Break the details of the wiki + space search REST API

Hi everyone,

the wiki and space-level search REST API currently has a very detailed specification how it performs the search:

Returns the list of pages and objects that contain the {keywords} in the specified {scope}s. Multiple scopes can be specified. Search results are relative to the whole {wikiName} and are obtained via a HQL query. The specified keywords are converted to uppercase and used in a HQL LIKE clause (e.g if the scope is CONTENT then the document’s content is matched to the specified keywords).
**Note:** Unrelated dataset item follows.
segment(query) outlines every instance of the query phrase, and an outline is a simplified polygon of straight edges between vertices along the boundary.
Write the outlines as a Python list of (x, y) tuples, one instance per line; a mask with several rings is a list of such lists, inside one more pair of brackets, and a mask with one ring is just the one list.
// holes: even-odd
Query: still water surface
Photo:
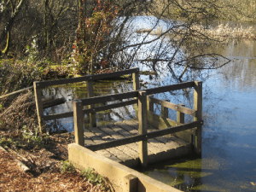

The only use of this API that I’m aware of is the page picker. In order to fix the slowness of this page picker (XWIKI-22958), I see two options:

  1. Break this description and modify the search behavior. In particular, the search API would have the following new behavior:
    1. It uses Solr for searching, so no exact substring match is performed. Instead, the query is matched with the standard Solr query parser. Further, for the last token of the query, a wildcard is added at the end to support a partially typed word at the end of the query. This wildcard processing is disabled for the page content to improve performance.
    2. Sorting is by default by match score but still supported for some properties, in particular, fullName, name, title, language, date, creationDate, author, creator, space, version, hidden. For empty queries, as a special case, sorting is by date in descending order (to return the most recently modified pages).
    3. Searching in the name restores the previous behavior of matching in all spaces. The title has a higher score, though, so matches that occur in the title will be preferred over just matches in the space. Additionally, when searching in the name, the search now also matches the entered text against the full document reference to specifically support pasting a full document reference (this is an exact match only, no substring).
  2. Introduce a new API for the page picker that exposes the behavior described above, or use an existing Solr API that is flexible enough to support the use case (not sure, as it is very nice to be able to use the tokenizer for getting the last token for the wildcard search).

I’m in favor of breaking the existing REST API as it is a REST API that exposes slow database searches and I think we should remove such REST APIs. Further, I think it would be better to have a replacement that mimics the old REST API than to completely remove it.

Therefore, I’m opening this vote to perform the breaking change of option 1. If the vote should fail, I’ll proceed with option 2.

I’m opening this vote for a bit more than a week until June 2, 10:00.

I’m fine with option 1. IMO, it still covers the intent of that API (fuzzy search of pages) and will improve performance of any code which currently uses it.

I’m -0 to remove the current REST API since it’s an API and we don’t know where it could be used. I’d have either created a new API and marked the current one as deprecated and legacify it. Or maybe better, keep the current API but introduce the ability to configure how it operates (either with HQL or with SOLR), configure it by default to use SOLR and explain the change in the RN and how to bring back the old behavior (and ofc explain that it’s a slow API and give figures/explanations).

In any case, I’m not blocking the vote.

Thanks for working on this.